Liane rolled her eyes. “There's no time for diverse interests.”

“Wrong,” he said. “Tomorrow I'm volunteering at the homeless shelter on Burnside. Monday at lunch I'm welcoming the latest additions to the German Language Honor Society.”

“Impressive,” said Liane.


Schönen dank
.” Charlie licked syrup off his lip. “Rebecca?” he pried.

“It's embarrassing,” I said.

“Why?” His stare was relentless.

I sighed. “So when I was little I was really shy. Like, I wouldn't talk to anyone except my sister.”

“I didn't know you had a sister.” Liane sounded almost offended.

“She's ten years older than me,” I explained. “She lives in California and never comes home. But when I was a kid she was practically my whole world. I didn't really have any friends.”

Charlie took this information in stride. The rest of them were slumped in a hotcake-induced stupor.

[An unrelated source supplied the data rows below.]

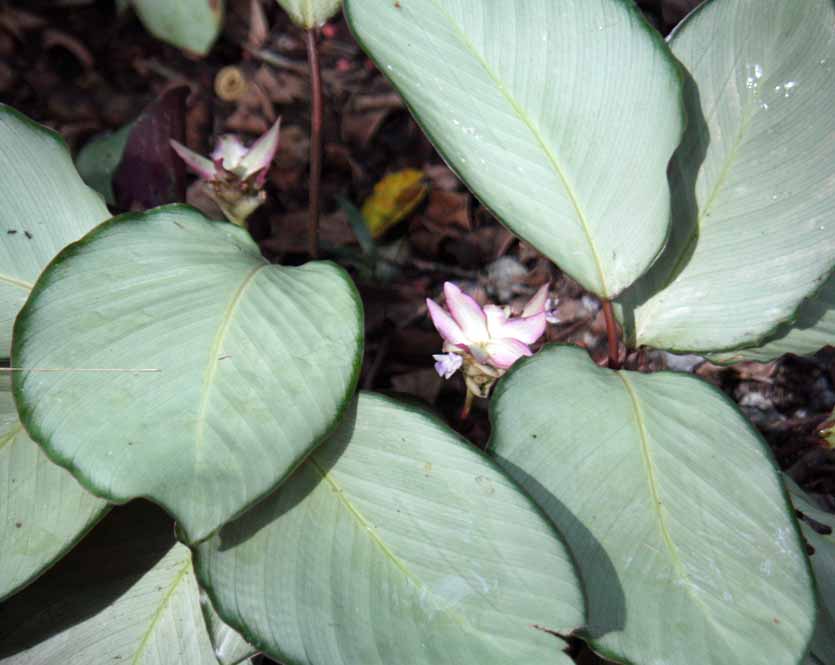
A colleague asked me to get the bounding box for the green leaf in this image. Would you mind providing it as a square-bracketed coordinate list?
[75, 123, 133, 205]
[12, 206, 363, 542]
[133, 0, 224, 55]
[0, 375, 107, 601]
[200, 591, 256, 665]
[195, 394, 584, 665]
[624, 0, 835, 352]
[0, 104, 110, 358]
[345, 0, 684, 298]
[0, 504, 217, 665]
[491, 346, 815, 665]
[277, 0, 342, 30]
[784, 476, 835, 663]
[708, 275, 835, 363]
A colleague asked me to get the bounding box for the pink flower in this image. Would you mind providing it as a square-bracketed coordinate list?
[426, 282, 548, 378]
[171, 118, 281, 186]
[171, 119, 281, 226]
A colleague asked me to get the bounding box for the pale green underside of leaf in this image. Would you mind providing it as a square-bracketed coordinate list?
[200, 591, 256, 665]
[277, 0, 342, 30]
[0, 375, 107, 600]
[786, 477, 835, 663]
[0, 544, 217, 665]
[708, 276, 835, 363]
[75, 123, 133, 205]
[346, 0, 684, 297]
[0, 104, 110, 358]
[133, 0, 224, 55]
[13, 206, 362, 541]
[491, 346, 815, 665]
[196, 394, 584, 665]
[623, 0, 835, 352]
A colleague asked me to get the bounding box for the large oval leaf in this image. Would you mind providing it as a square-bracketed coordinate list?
[13, 206, 362, 540]
[278, 0, 342, 30]
[492, 347, 815, 665]
[0, 504, 217, 665]
[786, 477, 835, 663]
[625, 0, 835, 351]
[709, 275, 835, 363]
[0, 104, 110, 358]
[345, 0, 684, 298]
[200, 591, 256, 665]
[133, 0, 224, 55]
[0, 375, 107, 601]
[196, 394, 584, 665]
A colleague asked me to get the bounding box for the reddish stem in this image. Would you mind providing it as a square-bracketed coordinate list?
[304, 29, 322, 259]
[601, 300, 620, 369]
[460, 388, 475, 420]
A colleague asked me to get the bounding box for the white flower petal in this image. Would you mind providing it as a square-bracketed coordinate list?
[426, 298, 467, 347]
[240, 118, 281, 184]
[171, 139, 217, 180]
[444, 282, 490, 344]
[432, 353, 464, 379]
[486, 338, 533, 369]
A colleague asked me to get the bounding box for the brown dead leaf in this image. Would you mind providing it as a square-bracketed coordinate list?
[340, 109, 391, 148]
[253, 65, 308, 105]
[41, 28, 96, 69]
[0, 6, 46, 41]
[225, 106, 270, 135]
[424, 191, 472, 231]
[391, 368, 444, 404]
[261, 210, 356, 254]
[246, 0, 270, 49]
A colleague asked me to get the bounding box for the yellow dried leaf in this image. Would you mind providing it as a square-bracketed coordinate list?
[362, 169, 429, 238]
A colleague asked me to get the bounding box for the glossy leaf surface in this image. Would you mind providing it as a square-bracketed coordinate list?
[0, 374, 107, 600]
[0, 104, 110, 358]
[200, 591, 256, 665]
[133, 0, 224, 55]
[0, 504, 217, 665]
[13, 206, 362, 541]
[278, 0, 342, 30]
[710, 276, 835, 363]
[75, 124, 133, 205]
[786, 478, 835, 663]
[345, 0, 684, 297]
[624, 0, 835, 352]
[491, 346, 815, 665]
[196, 394, 584, 665]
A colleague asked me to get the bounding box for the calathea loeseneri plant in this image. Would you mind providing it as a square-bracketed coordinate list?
[0, 65, 585, 665]
[346, 0, 835, 665]
[0, 0, 835, 665]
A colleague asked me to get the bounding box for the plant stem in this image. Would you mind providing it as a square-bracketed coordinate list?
[600, 300, 620, 369]
[461, 388, 475, 420]
[304, 29, 322, 259]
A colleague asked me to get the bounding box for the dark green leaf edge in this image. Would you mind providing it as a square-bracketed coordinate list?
[486, 343, 820, 665]
[343, 0, 687, 300]
[190, 390, 592, 665]
[0, 102, 104, 361]
[617, 0, 835, 360]
[0, 496, 113, 603]
[12, 203, 365, 545]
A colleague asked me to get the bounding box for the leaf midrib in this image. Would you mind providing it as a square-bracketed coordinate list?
[195, 263, 270, 451]
[616, 371, 727, 643]
[308, 455, 486, 641]
[430, 0, 609, 295]
[131, 558, 191, 665]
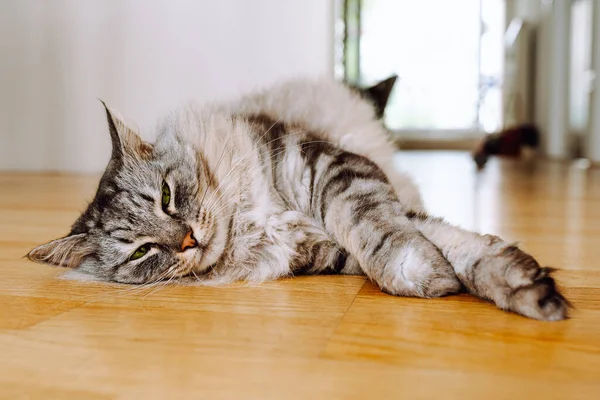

“Anyway,” I continued, “when my sister was in tenth grade, she was in
A Midsummer Night's Dream
at Cleveland High. They needed a few younger kids to play fairies, and my parents forced me to do it. I think they thought it would help me to, like, break out of my shell.”

“And?” Charlie asked.

I returned his stare. “I loved every minute of it.”

His eyes went all crinkly. “Of course you did.”

Liane was studying Charlie very intensely. “That's bullshit about your college applications,” she announced. Her tone, as usual, was hard to read.